NVIDIA is strategically repositioning itself in the global AI landscape, moving beyond hardware provider to become the backbone of worldwide AI infrastructure development.
At Computex 2025 in Taipei, CEO Jensen Huang unveiled NVLink Fusion, a groundbreaking technology that opens NVIDIA's previously closed ecosystem to competitors' chips. This allows cloud providers and enterprises to integrate custom CPUs and AI accelerators from other companies with NVIDIA's GPUs, while still maintaining NVIDIA's interconnect technology as the critical infrastructure foundation.

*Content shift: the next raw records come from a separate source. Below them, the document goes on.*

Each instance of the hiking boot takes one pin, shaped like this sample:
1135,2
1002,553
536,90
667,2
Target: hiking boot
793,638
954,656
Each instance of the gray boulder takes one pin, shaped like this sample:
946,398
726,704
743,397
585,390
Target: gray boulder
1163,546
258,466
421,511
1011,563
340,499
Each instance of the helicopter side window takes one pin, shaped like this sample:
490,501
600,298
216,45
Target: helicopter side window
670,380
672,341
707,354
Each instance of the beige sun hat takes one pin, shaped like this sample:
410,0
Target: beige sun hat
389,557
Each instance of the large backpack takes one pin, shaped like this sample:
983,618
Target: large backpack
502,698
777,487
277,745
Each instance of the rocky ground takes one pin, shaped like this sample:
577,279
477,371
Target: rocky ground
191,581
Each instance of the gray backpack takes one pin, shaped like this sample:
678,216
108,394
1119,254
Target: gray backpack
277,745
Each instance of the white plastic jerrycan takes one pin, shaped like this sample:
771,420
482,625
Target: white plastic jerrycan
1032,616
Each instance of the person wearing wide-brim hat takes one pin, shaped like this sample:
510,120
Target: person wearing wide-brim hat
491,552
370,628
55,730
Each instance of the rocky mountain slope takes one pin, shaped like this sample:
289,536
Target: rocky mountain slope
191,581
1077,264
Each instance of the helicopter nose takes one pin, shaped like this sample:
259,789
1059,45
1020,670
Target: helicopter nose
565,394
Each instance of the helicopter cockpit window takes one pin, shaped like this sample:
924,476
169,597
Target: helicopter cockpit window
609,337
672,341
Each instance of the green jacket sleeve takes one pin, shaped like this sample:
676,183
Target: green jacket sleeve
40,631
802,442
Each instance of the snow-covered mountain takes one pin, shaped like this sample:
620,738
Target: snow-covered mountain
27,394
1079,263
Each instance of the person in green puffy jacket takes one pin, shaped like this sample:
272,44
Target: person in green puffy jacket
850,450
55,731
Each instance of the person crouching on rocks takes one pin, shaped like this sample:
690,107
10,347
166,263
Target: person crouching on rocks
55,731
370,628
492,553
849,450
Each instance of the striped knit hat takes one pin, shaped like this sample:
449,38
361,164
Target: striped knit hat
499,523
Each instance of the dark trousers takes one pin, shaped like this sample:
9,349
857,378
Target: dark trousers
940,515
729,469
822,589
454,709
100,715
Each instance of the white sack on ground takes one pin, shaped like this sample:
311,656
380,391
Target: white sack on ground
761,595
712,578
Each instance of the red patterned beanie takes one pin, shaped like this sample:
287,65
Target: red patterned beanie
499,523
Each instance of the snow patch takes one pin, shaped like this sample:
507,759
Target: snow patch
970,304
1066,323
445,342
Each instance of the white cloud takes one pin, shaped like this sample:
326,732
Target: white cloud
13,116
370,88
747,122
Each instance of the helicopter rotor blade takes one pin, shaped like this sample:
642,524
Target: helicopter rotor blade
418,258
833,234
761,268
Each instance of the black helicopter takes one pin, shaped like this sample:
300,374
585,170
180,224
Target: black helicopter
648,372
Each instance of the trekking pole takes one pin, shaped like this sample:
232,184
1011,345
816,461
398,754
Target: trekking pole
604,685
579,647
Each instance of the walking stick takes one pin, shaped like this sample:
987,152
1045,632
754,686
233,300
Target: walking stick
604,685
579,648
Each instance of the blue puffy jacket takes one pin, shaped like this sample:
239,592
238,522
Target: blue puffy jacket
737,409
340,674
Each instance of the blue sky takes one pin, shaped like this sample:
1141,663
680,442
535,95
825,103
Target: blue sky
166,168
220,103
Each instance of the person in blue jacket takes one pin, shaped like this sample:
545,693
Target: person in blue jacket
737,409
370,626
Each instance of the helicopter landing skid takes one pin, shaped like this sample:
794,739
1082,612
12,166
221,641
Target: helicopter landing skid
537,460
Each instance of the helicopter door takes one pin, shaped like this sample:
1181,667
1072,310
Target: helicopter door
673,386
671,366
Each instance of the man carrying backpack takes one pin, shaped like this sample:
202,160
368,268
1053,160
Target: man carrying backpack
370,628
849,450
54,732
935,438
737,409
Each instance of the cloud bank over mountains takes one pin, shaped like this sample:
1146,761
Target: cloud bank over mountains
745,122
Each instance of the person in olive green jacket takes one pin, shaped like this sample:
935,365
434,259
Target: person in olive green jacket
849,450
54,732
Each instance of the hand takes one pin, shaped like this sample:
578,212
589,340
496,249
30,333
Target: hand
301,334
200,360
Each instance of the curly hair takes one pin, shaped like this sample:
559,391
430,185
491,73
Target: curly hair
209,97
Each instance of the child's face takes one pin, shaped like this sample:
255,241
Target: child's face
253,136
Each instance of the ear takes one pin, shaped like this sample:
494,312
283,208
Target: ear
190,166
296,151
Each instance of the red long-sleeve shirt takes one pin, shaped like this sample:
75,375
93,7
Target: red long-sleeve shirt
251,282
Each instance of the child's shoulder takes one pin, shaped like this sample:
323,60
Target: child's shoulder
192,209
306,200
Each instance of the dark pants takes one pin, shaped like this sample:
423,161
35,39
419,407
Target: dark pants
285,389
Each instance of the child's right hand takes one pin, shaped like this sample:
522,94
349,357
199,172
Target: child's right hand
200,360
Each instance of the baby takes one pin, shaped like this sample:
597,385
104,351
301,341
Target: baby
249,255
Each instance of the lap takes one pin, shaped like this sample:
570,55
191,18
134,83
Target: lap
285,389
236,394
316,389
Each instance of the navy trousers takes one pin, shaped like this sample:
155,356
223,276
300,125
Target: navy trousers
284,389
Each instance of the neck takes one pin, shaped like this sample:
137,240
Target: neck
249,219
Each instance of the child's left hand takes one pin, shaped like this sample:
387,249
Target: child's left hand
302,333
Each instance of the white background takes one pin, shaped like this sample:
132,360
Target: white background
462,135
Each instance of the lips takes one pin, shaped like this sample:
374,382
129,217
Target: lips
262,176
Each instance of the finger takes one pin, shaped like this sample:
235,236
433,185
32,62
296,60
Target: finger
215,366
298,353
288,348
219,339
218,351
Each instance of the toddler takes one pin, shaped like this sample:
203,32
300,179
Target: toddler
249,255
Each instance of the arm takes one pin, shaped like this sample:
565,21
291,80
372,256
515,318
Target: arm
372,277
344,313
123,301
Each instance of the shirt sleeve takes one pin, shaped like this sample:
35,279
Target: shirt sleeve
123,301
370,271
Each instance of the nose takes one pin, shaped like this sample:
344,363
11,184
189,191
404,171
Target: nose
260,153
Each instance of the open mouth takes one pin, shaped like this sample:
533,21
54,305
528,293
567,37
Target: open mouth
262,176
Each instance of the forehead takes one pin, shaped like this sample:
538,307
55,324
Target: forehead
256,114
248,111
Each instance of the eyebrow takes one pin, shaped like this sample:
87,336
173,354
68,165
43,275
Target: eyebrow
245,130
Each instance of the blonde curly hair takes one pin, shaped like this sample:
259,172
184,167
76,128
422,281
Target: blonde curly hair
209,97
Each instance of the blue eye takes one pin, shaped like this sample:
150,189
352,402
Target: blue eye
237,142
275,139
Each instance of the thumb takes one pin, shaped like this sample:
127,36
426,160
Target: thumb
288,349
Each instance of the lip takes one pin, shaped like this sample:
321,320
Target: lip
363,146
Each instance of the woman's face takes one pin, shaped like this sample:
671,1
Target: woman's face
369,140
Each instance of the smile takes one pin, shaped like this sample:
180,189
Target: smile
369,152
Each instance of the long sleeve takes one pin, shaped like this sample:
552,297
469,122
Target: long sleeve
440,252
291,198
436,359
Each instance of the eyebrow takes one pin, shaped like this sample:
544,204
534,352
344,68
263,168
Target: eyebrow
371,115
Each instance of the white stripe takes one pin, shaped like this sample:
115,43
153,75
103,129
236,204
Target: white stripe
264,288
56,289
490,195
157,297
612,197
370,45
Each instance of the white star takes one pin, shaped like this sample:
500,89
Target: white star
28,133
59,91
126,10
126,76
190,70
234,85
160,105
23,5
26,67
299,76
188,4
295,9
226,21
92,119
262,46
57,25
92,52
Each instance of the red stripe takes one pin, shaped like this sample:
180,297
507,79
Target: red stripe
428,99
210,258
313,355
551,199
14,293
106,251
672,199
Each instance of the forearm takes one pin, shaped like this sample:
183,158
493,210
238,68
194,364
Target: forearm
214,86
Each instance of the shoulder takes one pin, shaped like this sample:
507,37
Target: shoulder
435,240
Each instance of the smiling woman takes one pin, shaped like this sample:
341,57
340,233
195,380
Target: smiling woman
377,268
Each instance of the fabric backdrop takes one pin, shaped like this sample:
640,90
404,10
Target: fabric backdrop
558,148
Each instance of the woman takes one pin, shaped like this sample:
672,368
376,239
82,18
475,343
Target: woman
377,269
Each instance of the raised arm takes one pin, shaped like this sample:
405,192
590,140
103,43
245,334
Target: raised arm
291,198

"A tectonic shift is underway: for the first time in decades, data centers must be fundamentally rearchitected — AI is being fused into every computing platform," said Huang during his keynote. He repeatedly referred to modern data centers as "AI factories" rather than traditional computing facilities, emphasizing their role in producing valuable AI outputs.

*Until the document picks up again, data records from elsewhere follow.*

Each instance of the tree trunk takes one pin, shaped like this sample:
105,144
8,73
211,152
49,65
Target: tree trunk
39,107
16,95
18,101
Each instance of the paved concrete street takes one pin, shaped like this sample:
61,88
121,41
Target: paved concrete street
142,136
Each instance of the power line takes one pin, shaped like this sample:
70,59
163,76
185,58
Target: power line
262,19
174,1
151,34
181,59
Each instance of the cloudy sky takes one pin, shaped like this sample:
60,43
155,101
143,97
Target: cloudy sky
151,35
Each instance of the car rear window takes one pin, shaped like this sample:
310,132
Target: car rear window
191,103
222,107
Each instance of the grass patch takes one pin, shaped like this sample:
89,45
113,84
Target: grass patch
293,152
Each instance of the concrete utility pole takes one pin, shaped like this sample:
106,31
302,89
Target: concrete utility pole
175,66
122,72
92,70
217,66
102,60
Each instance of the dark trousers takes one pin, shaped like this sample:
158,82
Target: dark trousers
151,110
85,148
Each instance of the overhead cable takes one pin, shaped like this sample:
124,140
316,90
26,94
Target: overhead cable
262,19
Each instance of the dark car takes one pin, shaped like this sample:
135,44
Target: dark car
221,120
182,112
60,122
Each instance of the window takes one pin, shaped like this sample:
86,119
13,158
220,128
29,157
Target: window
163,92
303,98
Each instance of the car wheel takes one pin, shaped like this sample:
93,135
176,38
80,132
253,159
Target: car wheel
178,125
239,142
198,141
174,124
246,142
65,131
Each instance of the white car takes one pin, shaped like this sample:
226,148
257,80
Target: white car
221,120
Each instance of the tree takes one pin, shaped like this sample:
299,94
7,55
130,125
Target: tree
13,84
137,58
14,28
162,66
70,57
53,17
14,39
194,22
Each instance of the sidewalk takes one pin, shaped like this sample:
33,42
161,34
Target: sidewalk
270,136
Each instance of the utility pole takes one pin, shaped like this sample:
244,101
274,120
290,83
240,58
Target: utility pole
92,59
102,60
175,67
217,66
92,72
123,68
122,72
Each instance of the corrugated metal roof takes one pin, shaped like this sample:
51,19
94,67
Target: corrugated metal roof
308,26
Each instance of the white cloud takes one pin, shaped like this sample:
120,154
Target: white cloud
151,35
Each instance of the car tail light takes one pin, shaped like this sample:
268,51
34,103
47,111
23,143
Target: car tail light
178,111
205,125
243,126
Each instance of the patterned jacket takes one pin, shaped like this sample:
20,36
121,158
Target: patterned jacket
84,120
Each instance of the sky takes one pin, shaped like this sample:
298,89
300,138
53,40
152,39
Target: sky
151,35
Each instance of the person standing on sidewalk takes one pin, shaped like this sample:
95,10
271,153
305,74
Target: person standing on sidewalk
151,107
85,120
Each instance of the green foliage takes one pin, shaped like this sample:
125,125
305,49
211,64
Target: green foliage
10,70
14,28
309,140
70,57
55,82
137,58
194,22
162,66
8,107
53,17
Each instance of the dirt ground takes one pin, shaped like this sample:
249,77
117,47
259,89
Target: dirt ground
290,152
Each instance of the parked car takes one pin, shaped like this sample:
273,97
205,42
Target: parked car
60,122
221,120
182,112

The company has already secured partnerships with MediaTek, Marvell, Alchip, Astera Labs, Synopsys, and Cadence to develop custom AI chips compatible with NVIDIA systems. Additionally, Fujitsu and Qualcomm will create processors designed to work with NVIDIA accelerators, validating the company's new approach.
This strategic shift appears calculated to prevent major cloud providers like Microsoft and Amazon from bypassing NVIDIA entirely as they develop their own custom processors. By embracing a more open ecosystem while maintaining architectural control through technologies like NVLink Fusion, NVIDIA aims to remain central to AI development worldwide.

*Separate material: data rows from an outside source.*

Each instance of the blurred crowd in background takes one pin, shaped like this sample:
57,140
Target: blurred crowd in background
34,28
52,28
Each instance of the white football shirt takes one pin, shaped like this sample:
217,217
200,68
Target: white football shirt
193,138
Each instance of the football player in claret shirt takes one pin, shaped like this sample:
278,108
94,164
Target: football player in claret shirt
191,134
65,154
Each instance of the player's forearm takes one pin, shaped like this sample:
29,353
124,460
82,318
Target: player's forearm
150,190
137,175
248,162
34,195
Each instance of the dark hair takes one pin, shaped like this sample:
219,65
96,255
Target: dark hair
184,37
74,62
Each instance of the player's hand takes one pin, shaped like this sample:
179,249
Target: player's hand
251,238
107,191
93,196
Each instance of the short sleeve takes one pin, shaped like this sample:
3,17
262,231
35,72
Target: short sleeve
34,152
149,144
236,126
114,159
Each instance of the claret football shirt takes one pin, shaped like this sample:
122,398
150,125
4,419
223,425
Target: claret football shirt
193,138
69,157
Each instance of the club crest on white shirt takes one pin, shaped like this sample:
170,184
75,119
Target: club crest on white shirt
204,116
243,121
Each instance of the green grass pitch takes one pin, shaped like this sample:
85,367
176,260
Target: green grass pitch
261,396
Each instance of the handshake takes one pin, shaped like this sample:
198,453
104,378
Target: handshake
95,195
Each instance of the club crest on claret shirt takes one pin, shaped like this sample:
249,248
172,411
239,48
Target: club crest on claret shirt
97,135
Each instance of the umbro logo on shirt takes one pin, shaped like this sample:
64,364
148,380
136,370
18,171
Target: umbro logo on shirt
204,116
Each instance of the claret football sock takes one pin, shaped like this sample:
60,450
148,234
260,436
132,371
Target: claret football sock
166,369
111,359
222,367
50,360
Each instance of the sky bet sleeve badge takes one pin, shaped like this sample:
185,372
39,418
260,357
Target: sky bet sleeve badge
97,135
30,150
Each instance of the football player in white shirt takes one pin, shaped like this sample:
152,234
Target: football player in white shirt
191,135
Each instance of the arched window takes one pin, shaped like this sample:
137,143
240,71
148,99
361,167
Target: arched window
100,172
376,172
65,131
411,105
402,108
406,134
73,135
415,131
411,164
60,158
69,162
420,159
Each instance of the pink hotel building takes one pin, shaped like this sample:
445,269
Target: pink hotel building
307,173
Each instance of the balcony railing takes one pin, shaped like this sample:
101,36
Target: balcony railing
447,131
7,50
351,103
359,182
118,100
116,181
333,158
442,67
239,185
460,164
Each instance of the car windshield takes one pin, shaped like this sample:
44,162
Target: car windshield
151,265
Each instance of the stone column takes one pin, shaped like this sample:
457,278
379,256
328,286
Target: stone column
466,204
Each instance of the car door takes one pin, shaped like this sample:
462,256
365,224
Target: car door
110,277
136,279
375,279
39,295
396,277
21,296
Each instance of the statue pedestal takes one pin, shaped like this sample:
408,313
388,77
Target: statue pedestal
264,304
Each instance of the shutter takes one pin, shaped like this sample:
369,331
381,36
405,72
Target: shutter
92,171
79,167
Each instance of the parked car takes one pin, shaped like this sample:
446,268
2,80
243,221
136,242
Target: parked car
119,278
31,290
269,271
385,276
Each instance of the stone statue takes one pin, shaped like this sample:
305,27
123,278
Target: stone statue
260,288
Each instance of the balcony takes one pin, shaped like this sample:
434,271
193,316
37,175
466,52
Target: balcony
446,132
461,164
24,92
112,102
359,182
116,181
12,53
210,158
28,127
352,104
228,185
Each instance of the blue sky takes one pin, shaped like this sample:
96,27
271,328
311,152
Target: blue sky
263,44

Beyond NVLink Fusion, NVIDIA announced several other infrastructure initiatives, including its next-generation GB300 systems coming in Q3 2025, a new RTX Pro Server system, and an expanded DGX Cloud Lepton platform connecting developers with GPU resources globally. The company also revealed a partnership with Taiwan's Foxconn to build an AI supercomputer, further cementing its international infrastructure strategy.